She didn’t say anything after that. He could hear her breathing. Waiting. What could she be thinking as she listened from the other end?
It had been a mistake, he realized. He shouldn’t have called her. He’d fucked up and shouldn’t have taken the risk. What if she recognized his voice? What if she put it together and remembered?
He slammed the phone down and jumped to his feet, overcome by the shakes. When he guzzled his drink, he choked and spit most of it on the floor. He was tired of drinking cheap whisky and making big mistakes. Tired of thinking about the people who had knocked him down and put him here. It was their fault and he hated them for it.

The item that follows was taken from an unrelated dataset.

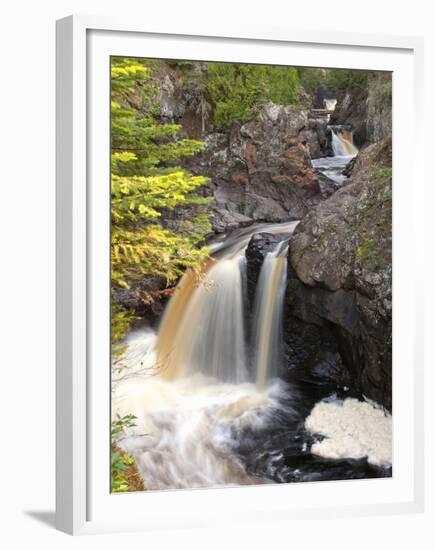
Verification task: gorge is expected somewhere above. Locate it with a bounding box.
[112,64,392,496]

He looked at the paint peeling beneath the window, his loser office eating him up from the inside out. He threw his drink against the wall and watched the glass shatter. Then he grabbed his jacket and walked out. It was too dangerous being a drunk right now. Things were too tricky. What he needed was hot, black coffee. A whole fucking pot.
Chapter 31
Frank pulled into the driveway, dropping his cell phone into his briefcase. He’d checked in with his service on the drive home. There were thirty-nine messages since he last checked an hour and a half ago. Campaign managers mostly. All in a panic and looking for advice as they faced the day-to-day crisis every campaign worked through this close to election day.
Frank’s goal was a decent night’s sleep. For the past few nights he couldn’t make it past three, tossing and turning until dawn.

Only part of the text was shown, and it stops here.